The cafe attracts people from more than 150 miles away each Christmas season, as it specializes in homemade, hard-to-find traditional Swedish holiday delicacies that have stood the test of time.
"I made 600 pounds of potato sausage last year," Gutsch said when we spoke last December. "That's a record."
For the uninitiated, potato sausage — or potatis korv in Swedish — is a big-seller around Christmas time. Swedes traditionally serve it with other special food items such as lutefisk and pickled herring on Christmas Eve night.
Potato sausage is hard to come by, which is why people drive to Olsburg from as far away as the Kansas City area, Wichita, Topeka and Nebraska to get it.
The trips can take two to three hours each way, but those who come insist it is worth every mile.
"The potato sausage recipe has been passed down from store owner to store owner," Gutsch said, referring to the proprietors who formerly set up shop in the building that now houses the Farmhouse. "People tell me it's the best they've ever had."
Those traveling to Olsburg from Topeka can make the 71-mile trip in about 1 hour and 15 minutes.
Gutsch is hardly your run-of-the-mill small-business owner. At age 32, and the married mother of three children — ages 12, 9 and 7 — she has been running the business for the past four years.
The Loberg Grocery store, on the main drag in Olsburg, was a staple in the largely Swedish community until it closed in early 2013. Gutsch — who was born and raised in Olsburg — would feel a tug to open it back up whenever she passed by.
It was her father, Tom Nelson, who encouraged her to pursue her dreams and reopen the grocery store, even though she had never run a business before. She opened the store in June 2013.
Yes, it was a bit of a gamble, she admits. But the store has remained open, thanks in large part to her hard work and ingenuity.
Gutsch said she took out a lot of the shelves that used to hold grocery items, reasoning that "90 percent of the people who live here" drive about 25 miles south to Manhattan almost every day, for work or shopping. Why try to compete with big stores where people get most of their food items?

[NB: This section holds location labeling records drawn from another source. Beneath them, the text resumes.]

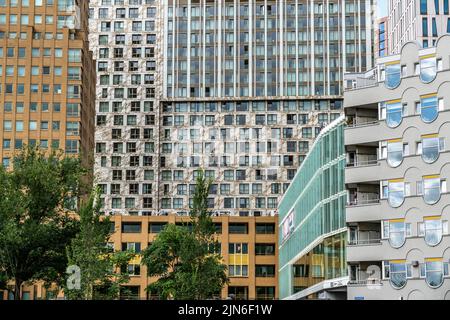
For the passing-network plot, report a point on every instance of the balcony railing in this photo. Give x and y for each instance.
(366, 282)
(363, 163)
(363, 242)
(362, 202)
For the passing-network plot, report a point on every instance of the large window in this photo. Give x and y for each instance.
(430, 147)
(434, 270)
(397, 271)
(395, 191)
(392, 111)
(238, 259)
(396, 231)
(431, 188)
(428, 108)
(432, 229)
(392, 79)
(428, 68)
(131, 227)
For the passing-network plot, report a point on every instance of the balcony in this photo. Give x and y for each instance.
(363, 234)
(365, 273)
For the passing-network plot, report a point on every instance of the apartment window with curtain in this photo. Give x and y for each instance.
(434, 27)
(423, 7)
(425, 27)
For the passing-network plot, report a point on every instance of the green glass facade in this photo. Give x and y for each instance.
(312, 216)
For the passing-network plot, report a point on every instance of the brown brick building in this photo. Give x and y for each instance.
(47, 77)
(249, 247)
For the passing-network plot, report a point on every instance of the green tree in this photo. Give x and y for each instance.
(98, 264)
(34, 226)
(187, 261)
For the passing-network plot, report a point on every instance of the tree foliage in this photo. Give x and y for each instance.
(89, 251)
(187, 261)
(34, 227)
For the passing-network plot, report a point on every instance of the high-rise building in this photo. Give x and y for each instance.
(312, 229)
(47, 78)
(420, 20)
(396, 176)
(239, 89)
(247, 86)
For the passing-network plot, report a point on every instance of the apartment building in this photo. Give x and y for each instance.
(247, 86)
(396, 176)
(239, 89)
(312, 227)
(47, 78)
(248, 247)
(421, 20)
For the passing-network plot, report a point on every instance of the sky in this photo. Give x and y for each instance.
(382, 8)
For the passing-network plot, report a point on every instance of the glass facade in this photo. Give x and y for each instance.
(271, 48)
(312, 207)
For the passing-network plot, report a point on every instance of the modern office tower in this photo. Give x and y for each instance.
(398, 167)
(312, 229)
(248, 246)
(381, 37)
(47, 78)
(420, 20)
(247, 87)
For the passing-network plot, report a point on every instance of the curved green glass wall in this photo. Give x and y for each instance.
(313, 208)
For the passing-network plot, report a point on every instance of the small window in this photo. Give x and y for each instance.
(238, 228)
(156, 227)
(428, 66)
(393, 75)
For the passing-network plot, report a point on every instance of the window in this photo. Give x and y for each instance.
(396, 150)
(428, 68)
(238, 228)
(431, 188)
(397, 272)
(392, 111)
(396, 231)
(392, 71)
(238, 254)
(423, 7)
(395, 191)
(156, 227)
(265, 228)
(432, 229)
(428, 108)
(434, 270)
(265, 270)
(131, 227)
(430, 147)
(131, 246)
(264, 249)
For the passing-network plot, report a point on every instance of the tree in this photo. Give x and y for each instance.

"I turned this into more of a store with convenience items," Gutsch said. "Things people might need, but forgot to pick up — like a can of soup or a bag of sugar."
Gutsch filled in the space left empty by the removal of the shelves with tables and chairs, which she says are packed for lunch, dinner and breakfast.
"I would never have thought the restaurant would take off like it has," Gutsch said. "That was a big surprise for me."
Gutsch also finds herself as an in-demand caterer: Weddings, family gatherings and holiday parties keep her busy throughout much of the year. She says she can make just about anything the catering party wants, which typically are barbecue items like pulled pork or beef brisket. With all the trimmings, of course.
For the most part, Gutsch is a one-woman band — the sole employee of the establishment. But when things get busy, she will call in reinforcements, usually friends like Hannah Ridder, who will drop what they are doing to lend a hand.
And if things get really busy, don't be surprised to see customers roll up their sleeves and help.
Being a small business on a razor-thin budget leaves virtually no money for advertising. Yet people are finding their way to the Farmhouse, thanks to word of mouth and Facebook, which itself drives a fair amount of traffic to the store — and to Olsburg.
Gutsch also is a vital contributor to Olsburg's Swedish dinner, held the first Saturday night of December each year at the town's McCormick Elementary School in Olsburg.
The dinner, which features recipes that have been handed down for generations, is sponsored by the Olsburg Lutheran Church, which Gutsch attends. The dinner is limited to 350 people and sells out every year.
Gutsch takes reservations for the dinner when she isn't flipping hamburgers or making homemade french fries at lunchtime.